Copying faster than cp

cpfile-copyrecursiversyncsolaris

I am currently copying a large number of directories and files recursively on the same disk using cp -r.

Is there a way to do this more quickly? Would compressing the files first be better, or maybe using rsync?

Best Answer

I was recently puzzled by the sometimes slow speed of cp. Specifically, how come df = pandas.read_hdf('file1', 'df') (700ms for a 1.2GB file) followed by df.to_hdf('file2') (530ms) could be so much faster than cp file1 file2 (8s)?

Digging into this:

  • cat file1 > file2 isn't any better (8.1s).
  • dd bs=1500000000 if=file1 of=file2 neither (8.3s).
  • rsync file1 file2 is worse (11.4s), because file2 existed already so it tries to do its rolling checksum and block update magic.

Oh, wait a second! How about unlinking (deleting) file2 first if it exists?

Now we are talking:

  • rm -f file2: 0.2s (to add to any figure below).
  • cp file1 file2: 1.0s.
  • cat file1 > file2: 1.0s.
  • dd bs=1500000000 if=file1 of=file2: 1.2s.
  • rsync file1 file2: 4s.

So there you have it. Make sure the target files don't exist (or truncate them, which is presumably what pandas.to_hdf() does).

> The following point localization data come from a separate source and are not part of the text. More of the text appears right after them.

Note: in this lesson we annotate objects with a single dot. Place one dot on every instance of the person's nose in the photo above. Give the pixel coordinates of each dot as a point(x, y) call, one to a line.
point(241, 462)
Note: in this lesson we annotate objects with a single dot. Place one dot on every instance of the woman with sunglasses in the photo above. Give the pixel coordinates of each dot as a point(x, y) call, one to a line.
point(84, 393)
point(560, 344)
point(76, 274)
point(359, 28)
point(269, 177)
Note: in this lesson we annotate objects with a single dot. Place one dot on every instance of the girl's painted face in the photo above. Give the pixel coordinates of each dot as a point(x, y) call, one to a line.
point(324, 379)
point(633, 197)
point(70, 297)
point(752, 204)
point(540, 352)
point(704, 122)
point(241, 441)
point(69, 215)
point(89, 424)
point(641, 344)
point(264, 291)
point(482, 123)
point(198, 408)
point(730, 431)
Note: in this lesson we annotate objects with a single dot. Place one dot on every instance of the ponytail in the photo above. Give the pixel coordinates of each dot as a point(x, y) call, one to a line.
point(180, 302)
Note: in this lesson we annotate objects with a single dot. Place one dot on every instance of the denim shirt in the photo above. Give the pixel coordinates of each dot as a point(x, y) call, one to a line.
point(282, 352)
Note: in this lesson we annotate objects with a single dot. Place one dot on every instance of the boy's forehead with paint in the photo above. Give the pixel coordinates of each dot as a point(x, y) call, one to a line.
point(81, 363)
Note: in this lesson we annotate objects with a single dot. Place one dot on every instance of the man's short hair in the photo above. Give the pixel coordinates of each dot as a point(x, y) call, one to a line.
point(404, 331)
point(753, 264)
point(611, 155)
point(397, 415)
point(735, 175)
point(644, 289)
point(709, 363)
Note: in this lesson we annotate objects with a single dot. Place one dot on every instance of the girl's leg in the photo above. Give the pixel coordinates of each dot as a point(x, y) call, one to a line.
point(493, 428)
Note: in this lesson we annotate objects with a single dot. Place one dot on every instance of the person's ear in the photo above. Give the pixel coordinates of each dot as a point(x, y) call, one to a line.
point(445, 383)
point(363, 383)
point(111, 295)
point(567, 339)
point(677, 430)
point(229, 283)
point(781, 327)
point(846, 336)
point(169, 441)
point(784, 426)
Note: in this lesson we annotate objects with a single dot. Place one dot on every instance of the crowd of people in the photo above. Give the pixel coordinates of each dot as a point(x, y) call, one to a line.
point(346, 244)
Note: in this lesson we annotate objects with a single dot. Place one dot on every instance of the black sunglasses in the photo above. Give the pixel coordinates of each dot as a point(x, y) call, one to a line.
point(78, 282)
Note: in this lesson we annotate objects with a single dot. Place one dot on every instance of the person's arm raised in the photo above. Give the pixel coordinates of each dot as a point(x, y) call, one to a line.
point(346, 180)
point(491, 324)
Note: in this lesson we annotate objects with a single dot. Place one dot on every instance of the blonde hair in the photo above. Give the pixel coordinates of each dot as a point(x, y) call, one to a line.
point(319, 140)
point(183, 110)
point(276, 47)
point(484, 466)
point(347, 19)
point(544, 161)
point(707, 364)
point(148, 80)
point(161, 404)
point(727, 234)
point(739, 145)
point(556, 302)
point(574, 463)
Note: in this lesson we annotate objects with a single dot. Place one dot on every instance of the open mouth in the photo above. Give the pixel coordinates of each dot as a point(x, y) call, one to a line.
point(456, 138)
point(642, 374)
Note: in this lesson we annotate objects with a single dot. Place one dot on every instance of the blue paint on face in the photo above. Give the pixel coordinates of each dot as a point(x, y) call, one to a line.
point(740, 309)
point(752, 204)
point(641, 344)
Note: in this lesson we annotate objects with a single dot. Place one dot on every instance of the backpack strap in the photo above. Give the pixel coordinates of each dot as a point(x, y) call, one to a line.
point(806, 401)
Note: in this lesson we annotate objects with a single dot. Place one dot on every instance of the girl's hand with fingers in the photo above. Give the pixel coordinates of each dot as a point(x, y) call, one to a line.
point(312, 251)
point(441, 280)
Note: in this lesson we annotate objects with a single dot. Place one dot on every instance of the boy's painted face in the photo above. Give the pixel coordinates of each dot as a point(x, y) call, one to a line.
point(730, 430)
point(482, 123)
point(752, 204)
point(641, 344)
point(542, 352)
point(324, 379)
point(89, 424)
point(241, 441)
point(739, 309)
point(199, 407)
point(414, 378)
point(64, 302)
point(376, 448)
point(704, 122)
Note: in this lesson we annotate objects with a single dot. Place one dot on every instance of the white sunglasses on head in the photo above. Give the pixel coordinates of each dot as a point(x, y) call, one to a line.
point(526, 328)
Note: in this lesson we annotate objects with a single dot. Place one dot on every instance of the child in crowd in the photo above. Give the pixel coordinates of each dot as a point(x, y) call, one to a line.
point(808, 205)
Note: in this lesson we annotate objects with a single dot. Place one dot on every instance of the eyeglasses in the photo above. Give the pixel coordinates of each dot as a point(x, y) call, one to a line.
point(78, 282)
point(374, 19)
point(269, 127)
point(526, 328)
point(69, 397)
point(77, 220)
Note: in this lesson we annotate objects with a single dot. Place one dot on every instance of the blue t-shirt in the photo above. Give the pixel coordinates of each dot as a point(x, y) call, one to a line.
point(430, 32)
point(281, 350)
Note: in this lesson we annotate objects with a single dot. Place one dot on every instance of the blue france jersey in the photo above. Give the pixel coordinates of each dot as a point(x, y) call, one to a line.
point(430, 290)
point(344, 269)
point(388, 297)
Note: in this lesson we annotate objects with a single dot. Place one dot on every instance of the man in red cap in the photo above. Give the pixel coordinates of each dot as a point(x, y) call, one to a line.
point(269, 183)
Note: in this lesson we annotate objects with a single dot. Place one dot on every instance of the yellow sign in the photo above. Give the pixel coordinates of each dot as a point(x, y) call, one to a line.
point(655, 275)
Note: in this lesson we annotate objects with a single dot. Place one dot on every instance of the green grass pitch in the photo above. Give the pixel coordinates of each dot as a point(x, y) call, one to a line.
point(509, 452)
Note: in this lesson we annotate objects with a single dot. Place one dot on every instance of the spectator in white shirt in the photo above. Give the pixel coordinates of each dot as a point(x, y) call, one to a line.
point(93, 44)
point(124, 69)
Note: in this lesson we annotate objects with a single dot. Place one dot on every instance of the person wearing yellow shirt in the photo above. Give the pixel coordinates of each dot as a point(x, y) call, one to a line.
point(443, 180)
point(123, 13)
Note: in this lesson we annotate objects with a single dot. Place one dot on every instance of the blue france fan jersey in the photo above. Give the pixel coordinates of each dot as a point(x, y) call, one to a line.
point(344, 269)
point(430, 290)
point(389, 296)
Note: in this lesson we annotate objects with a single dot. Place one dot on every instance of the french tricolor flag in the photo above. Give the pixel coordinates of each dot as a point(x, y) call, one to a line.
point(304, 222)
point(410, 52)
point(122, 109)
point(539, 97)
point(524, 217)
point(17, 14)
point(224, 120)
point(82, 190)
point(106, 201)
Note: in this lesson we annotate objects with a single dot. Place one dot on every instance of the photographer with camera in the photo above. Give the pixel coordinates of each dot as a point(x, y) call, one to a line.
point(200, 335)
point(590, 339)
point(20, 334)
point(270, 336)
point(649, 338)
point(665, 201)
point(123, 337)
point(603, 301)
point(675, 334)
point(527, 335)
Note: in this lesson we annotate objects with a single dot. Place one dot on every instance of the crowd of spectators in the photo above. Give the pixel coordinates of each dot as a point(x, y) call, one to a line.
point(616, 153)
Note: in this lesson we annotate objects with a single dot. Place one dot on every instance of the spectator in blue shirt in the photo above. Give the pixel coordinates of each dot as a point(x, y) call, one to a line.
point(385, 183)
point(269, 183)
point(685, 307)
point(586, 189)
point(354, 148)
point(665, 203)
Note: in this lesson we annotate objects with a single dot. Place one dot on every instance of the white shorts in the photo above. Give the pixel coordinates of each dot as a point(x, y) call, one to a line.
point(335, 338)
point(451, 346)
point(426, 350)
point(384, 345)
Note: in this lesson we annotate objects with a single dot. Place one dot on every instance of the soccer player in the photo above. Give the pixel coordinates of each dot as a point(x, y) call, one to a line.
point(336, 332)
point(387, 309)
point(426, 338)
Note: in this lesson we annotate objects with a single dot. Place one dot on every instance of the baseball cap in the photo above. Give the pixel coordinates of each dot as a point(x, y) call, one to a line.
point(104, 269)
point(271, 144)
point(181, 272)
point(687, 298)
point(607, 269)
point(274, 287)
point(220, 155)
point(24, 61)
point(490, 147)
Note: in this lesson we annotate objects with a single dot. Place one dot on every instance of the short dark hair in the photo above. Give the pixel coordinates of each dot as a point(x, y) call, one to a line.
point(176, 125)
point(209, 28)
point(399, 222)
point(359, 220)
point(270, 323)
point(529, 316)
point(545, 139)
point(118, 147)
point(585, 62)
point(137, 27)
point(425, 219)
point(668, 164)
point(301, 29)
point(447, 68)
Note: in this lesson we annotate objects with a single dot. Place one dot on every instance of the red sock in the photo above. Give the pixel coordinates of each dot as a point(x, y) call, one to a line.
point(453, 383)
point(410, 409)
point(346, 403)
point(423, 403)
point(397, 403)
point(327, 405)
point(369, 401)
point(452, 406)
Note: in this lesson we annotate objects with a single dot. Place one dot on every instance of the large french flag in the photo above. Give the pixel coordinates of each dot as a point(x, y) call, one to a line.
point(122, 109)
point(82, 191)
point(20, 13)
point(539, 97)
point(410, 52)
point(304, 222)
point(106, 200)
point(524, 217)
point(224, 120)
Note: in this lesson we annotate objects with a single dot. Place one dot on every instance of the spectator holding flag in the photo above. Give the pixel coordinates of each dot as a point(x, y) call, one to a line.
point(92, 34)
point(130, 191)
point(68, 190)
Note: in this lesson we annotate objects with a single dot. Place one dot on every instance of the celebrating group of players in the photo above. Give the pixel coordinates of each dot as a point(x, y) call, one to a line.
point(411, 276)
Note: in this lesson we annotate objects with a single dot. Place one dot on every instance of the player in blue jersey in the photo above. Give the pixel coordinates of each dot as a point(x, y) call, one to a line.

Edit: this was without emptying the cache before any of the commands, but as noted in the comments, doing so just consistently adds ~3.8s to all numbers above.

Also noteworthy: this was tried on various Linux versions (Centos w. 2.6.18-408.el5 kernel, and Ubuntu w. 3.13.0-77-generic kernel), and ext4 as well as ext3. Interestingly, on a MacBook with Darwin 10.12.6, there is no difference and both versions (with or without existing file at the destination) are fast.